(Buenos Aires) The Argentine Senate on Thursday morning approved in full the deregulatory reforms wanted by the ultra-liberal President Javier Milei, thus obtaining for the first time in six months in power the support of Parliament.
The project was adopted by the upper house after a marathon session that began Wednesday morning and was marked by riots which caused a total of ten injuries and as many arrests. It will return for final adoption to the Chamber of Deputies which voted for it in April imposing major changes.
The presidency welcomed the “historic approval” of this flagship law of the Milei government on the deregulation of the economy, known as the “omnibus law”, describing it as “the most ambitious legislative reform of the last 40 years”.
In March, the Senate rejected a “decree of necessity and emergency”, a mega-decree issued at the start of the Milei presidency and to date partially in force.
Javier Milei’s party, Libertad Avanza, is in the minority in Parliament – just seven seats out of 72 in the Senate and third largest in the House with 38 deputies.
“For the Argentines who are suffering, who are waiting, who do not want to see their children leave the country […], my vote is affirmative,” declared Victoria Villarruel, president of the Senate and vice-president of the country, whose voice was decisive.
After their vote, senators began examining a tax reform, initially part of the omnibus law and dissociated to be discussed separately in the same session.

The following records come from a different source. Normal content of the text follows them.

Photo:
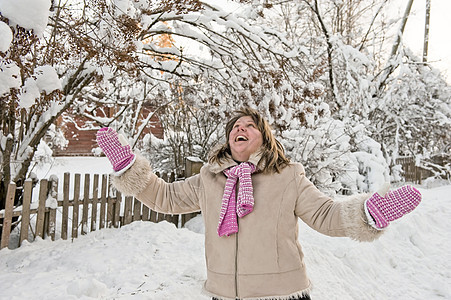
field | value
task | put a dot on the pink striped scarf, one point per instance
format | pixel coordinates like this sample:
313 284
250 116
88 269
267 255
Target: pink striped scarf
231 206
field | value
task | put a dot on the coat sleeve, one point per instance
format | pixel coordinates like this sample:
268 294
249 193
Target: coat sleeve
333 218
171 198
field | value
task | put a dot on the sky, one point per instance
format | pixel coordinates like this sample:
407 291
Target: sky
156 261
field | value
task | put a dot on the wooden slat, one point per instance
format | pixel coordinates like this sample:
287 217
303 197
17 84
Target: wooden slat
41 208
95 201
7 219
76 206
65 217
175 220
84 218
128 210
25 223
103 201
145 213
136 210
153 216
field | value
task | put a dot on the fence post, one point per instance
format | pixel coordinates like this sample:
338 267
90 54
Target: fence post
192 167
85 210
7 219
65 218
95 201
27 189
53 192
75 206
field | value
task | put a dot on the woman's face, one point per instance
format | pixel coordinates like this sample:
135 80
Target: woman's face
244 139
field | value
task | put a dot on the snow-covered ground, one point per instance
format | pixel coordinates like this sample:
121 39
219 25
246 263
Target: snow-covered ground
145 260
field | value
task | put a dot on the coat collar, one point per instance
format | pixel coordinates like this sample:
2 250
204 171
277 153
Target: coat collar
229 162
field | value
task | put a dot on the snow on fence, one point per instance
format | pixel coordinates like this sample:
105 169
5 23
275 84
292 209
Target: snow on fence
410 171
83 207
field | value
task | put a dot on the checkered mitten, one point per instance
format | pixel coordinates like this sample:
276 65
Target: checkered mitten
116 148
392 206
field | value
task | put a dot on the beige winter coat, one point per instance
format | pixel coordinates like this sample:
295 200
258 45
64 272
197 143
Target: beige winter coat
264 259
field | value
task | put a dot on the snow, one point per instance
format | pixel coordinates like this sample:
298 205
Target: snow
6 37
30 14
145 260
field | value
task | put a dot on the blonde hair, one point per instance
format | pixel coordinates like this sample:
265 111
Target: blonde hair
273 157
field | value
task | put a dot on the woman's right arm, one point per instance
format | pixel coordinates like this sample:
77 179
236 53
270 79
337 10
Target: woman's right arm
171 198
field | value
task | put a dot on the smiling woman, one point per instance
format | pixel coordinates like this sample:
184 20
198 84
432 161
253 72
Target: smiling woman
251 197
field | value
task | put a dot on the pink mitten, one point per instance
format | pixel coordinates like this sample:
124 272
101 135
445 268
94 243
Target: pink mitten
118 152
393 205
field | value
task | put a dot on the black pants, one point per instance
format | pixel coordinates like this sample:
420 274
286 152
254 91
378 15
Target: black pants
299 298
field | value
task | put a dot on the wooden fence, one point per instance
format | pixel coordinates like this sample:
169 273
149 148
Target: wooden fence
82 208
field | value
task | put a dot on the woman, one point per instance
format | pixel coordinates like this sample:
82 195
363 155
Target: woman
251 197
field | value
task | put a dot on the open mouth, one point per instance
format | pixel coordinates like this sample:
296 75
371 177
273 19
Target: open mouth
241 138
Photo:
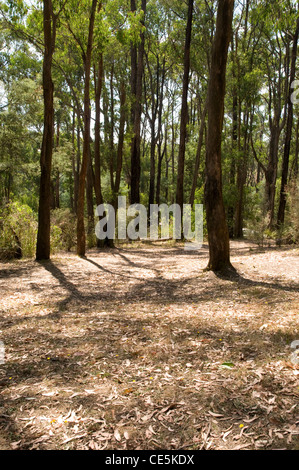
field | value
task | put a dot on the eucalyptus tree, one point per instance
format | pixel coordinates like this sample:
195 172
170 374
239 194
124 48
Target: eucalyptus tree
216 218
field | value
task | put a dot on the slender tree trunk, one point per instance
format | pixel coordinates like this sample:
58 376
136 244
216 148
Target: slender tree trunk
98 79
120 147
296 160
216 219
184 110
136 141
198 154
81 238
288 137
43 234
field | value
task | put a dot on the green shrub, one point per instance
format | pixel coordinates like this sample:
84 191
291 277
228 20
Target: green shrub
63 230
18 230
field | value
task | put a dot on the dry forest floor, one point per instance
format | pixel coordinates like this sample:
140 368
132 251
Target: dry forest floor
139 348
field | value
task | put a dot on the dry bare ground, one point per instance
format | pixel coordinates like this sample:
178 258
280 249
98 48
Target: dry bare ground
138 348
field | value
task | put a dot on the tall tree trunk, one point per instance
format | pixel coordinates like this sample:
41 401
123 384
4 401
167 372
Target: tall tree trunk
288 137
43 234
136 141
184 110
81 238
98 80
121 138
216 219
198 154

On Wednesday, in parallel with discussions in the Senate, clashes between law enforcement and anti-Milei demonstrators broke out in Buenos Aires. “We cannot believe that in Argentina we are discussing a law that will take us back 100 years,” summarized Fabio Nunez, a 55-year-old lawyer, among the demonstrators.
According to the Health Ministry, seven people, including five opposition MPs, were treated in hospital after being sprayed with tear gas. Dozens of people were treated on site.
Cars were set on fire and police responded to the projectiles with tense shots of rubber bullets and water hoses.
At least ten people were arrested and nine police officers injured, a spokesperson for the Ministry of Security told AFP. As night fell, the police regained control of the streets.
The Argentine presidency denounced “terrorist groups who, using sticks, stones and even grenades, attempted to carry out a coup.”
The law had been rejected in its original form of 600 articles and adopted after major modifications in 238 articles by the Chamber of Deputies in April.
Among the concessions of an executive that has become more pragmatic over the months: the number of privatizations, reduced from around forty in the initial version to less than 10, including that still on the table of the public airline Aerolineas Argentinas.
The law also provides, among other things, for a more flexible labor market, reforms that “take us back to the last century when the employee had no rights,” said opposition senator Mariano Recalde.
It also includes controversial incentives for foreign investments exceeding $200 million with tax and customs benefits for thirty years. “We are giving a blank check for thirty years whose cost we do not know,” declared Senator Martin Lousteau.
The law is “an accelerator, a catalyst for the recovery of the economic situation,” argued Economy Minister Luis Caputo on Wednesday. “This government will not change course. The macroeconomic order will continue.”
During a video conference on Wednesday during which Mr. Milei presented his vision of the economy, American tycoon Elon Musk for his part encouraged Argentines to “give their full support to the president to implement this experiment because he is clear that the policies of the past have not worked.”
The CEO of electric vehicle maker Tesla has met with Milei several times and is showing interest in a country with major reserves of lithium, a key material for batteries.
Beyond the legislative tribulations, the promised austerity “shock therapy” – the “largest budgetary adjustment in the history of humanity” as Mr. Milei likes to repeat – is already producing effects since December: brutal devaluation of the peso (54%), freed prices and rents, end of transport and energy subsidies, freezing of public works, all-out budget cuts, etc.
The president regularly trumpets that inflation is “dominated”, with a continuous deceleration for five months: from 25% monthly to 8.8% in April. And a budget surplus in the first quarter, unprecedented in 16 years.
On the other hand, austerity strangles consumption, economic activity collapses, and recession sets in, with the economy contracting by 5.3% in the first quarter. With no imminent signs of rebound.